LLM Compressor v0.12.0 Release Notes
This release upgrades to Transformers v5 with improved MoE support, streamlines the dataset interface, and adds multi-GPU acceleration for model-free PTQ. Major highlights include comprehensive Transformers v5 integration with refactored MoE linearization, a simplified dataset split API that removes legacy multi-stage logic, multi-GPU distribution for model-free PTQ workflows, and expanded model coverage with Nemotron Ultra FP8 examples.

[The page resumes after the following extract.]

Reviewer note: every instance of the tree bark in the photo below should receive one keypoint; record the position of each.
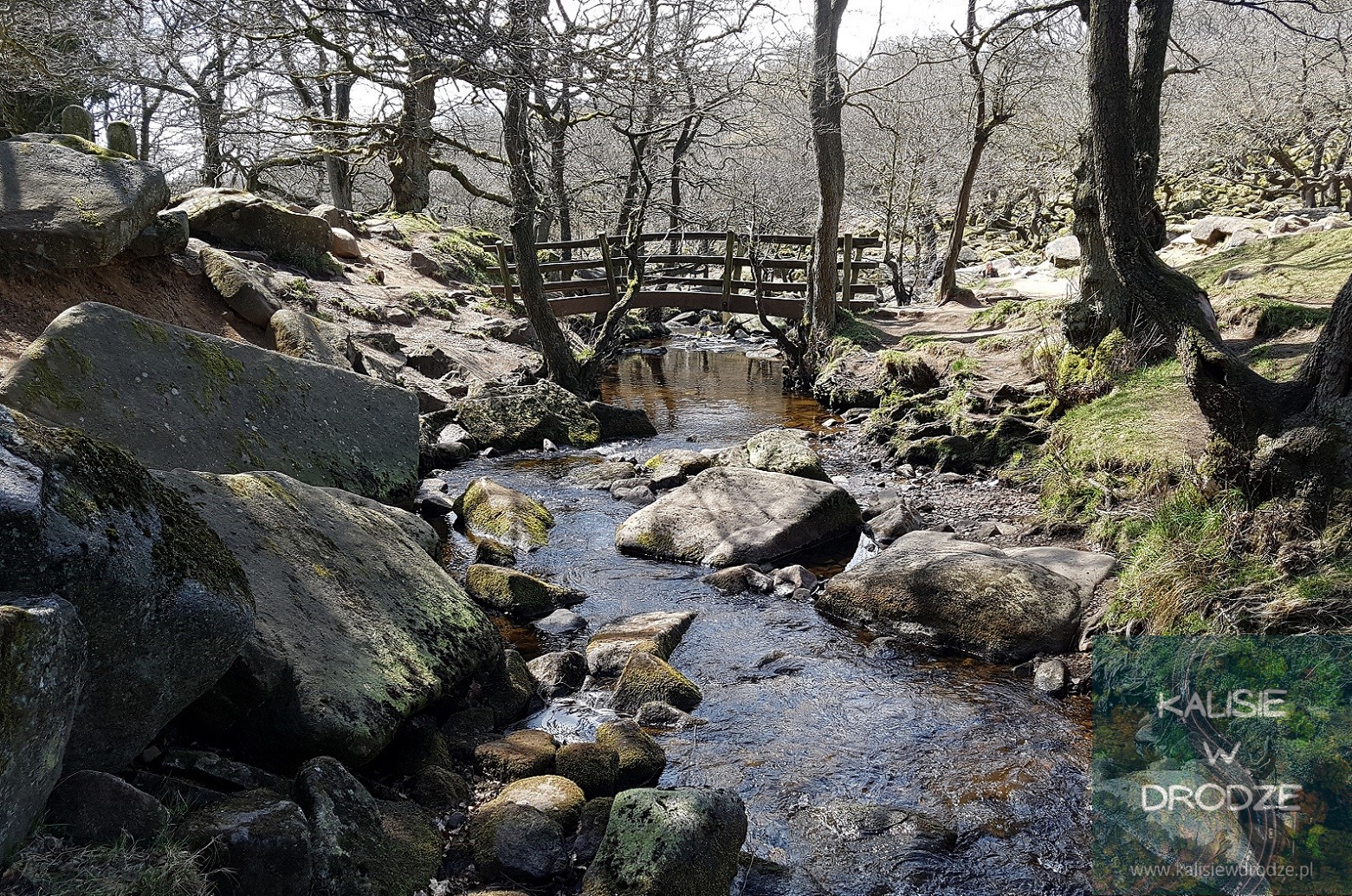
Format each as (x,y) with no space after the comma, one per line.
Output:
(826,98)
(410,161)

This release contains changes to example scripts with backwards compatibility with previous examples and scripts. Please read Transformers v5 for more information.
Key Highlights ✨
- Transformers v5 Upgrade (#2647): Full integration with Transformers v5, including refactored MoE linearization with
load_contextfor efficient loading, updated model structure handling, and improved tied embeddings support. Maintains LM eval performance across the transition. Note: LLM Compressor no longer supports installation withtransformers<5.0.0. - Simplified Dataset Interface (#2551): Removed legacy multi-split logic, replacing
splits={"calibration": "train[:100]"}with cleanersplit="train[:100]"API. Legacy argument usage is deprecated and will be removed in a future release. - Multi-GPU Model-Free PTQ (#2773): Added support to distribute model-free PTQ jobs across multiple GPUs for significant parallelization and speedup for quantization workflows.
- Nemotron Ultra Support (#2803): Added FP8 quantization example for Nemotron Ultra models in the model-free PTQ examples.
Transformers v5
Examples and Model Loading
-
Example regexes and recipes have been updated to reflect new model structures introduced by Transformers v5
-
Examples which utilize disk offloading or mixture-of-experts (MoE) calibration now load models with
load_contextprovided byllmcompressor.utils. This context is a catch-all context and should be used in all scripts for efficient model loading.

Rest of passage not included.